[This post was first published in the Fairfax NZ Sunday Star Times on 2 Nov 2014 under the title ‘Breaking up the family silver’]
During 2014, I have written several times about the challenges of restructuring the meat industry. I have described the period we have been going through as akin the phony war as all sides prepared for battle, but everyone waiting for someone else to make the first move. Now, within the last ten days, we are seeing the first signs of action.
The key announcement, easy to miss within a wide-ranging media release covering multiple topics, is that Silver Fern Farms is restructuring into species specific business units. This contrasts a decision reported in the 2013 Annual Report that Silver Fern Farms had re-organised its sales on a geographical rather than species basis.
Why the change? Well, there is only one logical reason. The move will allow the overall business to be split into separate sheep, cattle and deer businesses. Each of these has potential to be of interest to buyers who could not contemplate the enormity of buying the whole business.
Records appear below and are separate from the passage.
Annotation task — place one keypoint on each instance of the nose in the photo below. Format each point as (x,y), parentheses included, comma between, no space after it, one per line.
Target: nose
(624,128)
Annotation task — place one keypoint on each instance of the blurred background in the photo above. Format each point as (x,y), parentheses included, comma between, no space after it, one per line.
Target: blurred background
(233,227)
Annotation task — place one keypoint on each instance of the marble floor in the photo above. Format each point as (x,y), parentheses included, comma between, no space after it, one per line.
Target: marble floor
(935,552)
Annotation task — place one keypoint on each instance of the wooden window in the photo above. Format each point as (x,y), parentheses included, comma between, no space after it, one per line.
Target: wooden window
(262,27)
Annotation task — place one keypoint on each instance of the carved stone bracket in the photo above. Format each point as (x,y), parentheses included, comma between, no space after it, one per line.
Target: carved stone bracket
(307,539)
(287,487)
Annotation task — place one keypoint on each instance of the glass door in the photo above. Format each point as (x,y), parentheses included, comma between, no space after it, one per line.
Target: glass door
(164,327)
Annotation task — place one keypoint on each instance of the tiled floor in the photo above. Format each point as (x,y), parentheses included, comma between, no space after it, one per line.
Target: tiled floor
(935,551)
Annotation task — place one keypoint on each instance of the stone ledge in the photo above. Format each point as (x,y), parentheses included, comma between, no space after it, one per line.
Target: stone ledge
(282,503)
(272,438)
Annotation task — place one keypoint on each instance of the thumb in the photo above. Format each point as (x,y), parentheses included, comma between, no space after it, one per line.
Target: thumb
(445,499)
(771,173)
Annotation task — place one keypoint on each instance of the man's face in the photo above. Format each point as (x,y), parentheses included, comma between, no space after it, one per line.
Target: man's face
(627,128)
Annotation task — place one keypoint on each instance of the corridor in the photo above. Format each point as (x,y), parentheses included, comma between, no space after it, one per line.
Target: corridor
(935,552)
To understand what is happening, some background is necessary.
Silver Fern Farms is New Zealand’s biggest livestock processing and marketing company. It started operations back in 1948 as the Primary Producers Co-operative Society (PPCS). Over time, it prospered and grew in an industry where others were falling over. Then in the late 1990s it took a step which has arguably proved to be its long term undoing. It got involved in a secret campaign to invest in Hawkes Bay based Richmond Meats, working towards a long term goal of majority ownership. In the process it ran foul of the law. To extricate itself from an untenable business position, it took over the total company in 2006. But the cost was high. Silver Fern Farms, still known in those days as PPCS, had to take on lots of debt. From that time onwards it has always struggled.
The Richmond saga led soon thereafter to Keith Cooper taking on the role of CEO. Although appointed from within the company, he certainly acted like a new broom. One industry leader said to me at the time that Keith Cooper had the worst job in New Zealand, with nowhere to turn for easy success. Now, some eight years later, Keith Cooper has decided to move on.
These last eight years have seen Silver Fern Farms try to reposition itself as a food company rather than a commodity company. It has not been an easy transition and there is still a long way to go. The culture at the top has certainly changed, but developing consumer markets takes both time and capital. And it seems that time now run out, at least within the present structure.
A fundamental restructuring would have come in 2008 if PGG Wrightson, led in those times by Craig Norgate, had succeeded with a $220 million takeover for a 50 percent share of Silver Fern Farms. The timing provide disastrous with the Global Financial Crisis about to unfold. PGG Wrightson was unable to settle on the deal and paid compensation of cash and shares worth $42 million in total. This provided an interim lifeline to Silver Fern Farms.
Silver Fern Farms has announced that profit for the year ended 30 September 2014 will be between $5 million and $7 million pretax. That is much better than last year’s pretax loss of $36.5 million, but it still leaves aggregate five-year losses of about $40 million.
Chairman Rob Hewett has indicated that Silver Fern Farms has no fixed ideas as to how the restructuring will play out, except that they will be working with the guidance of an investment bank and the support of their banking consortium. In the final analysis, when companies are struggling to manage their debt, it is always the bankers who have the final say.
Events could now play out in several ways. The beef part of the business could be of interest to the largely Japanese-owned ANZCO or to the Talleys-owned AFFCO. Either way, Commerce Commission approval is likely to be needed. Alternatively, it could be Chinese or Brazilian interests that step up with an offer.
With the beef side of the business divested, then Alliance would surely look seriously at the sheep business. It will all depend on whether the price is right. Once the banks are paid, then whether or not there will be any cash left for Silver Fern Farms shareholders is a moot point.
That leaves just the Silver Fern Farms venison business. My guess is that we might see a new venison co-operative take over those assets.
So it looks as if the phony war is just about over. The forthcoming restructure is likely to bring new stability to the processing and marketing industry. However, whether farmers will be better off with the new structure is far from guaranteed; it could depend on who buys the Silver Fern assets. In the meantime, Silver Fern Farms will need to reassure its farmer suppliers that payment for supplied stock is guaranteed.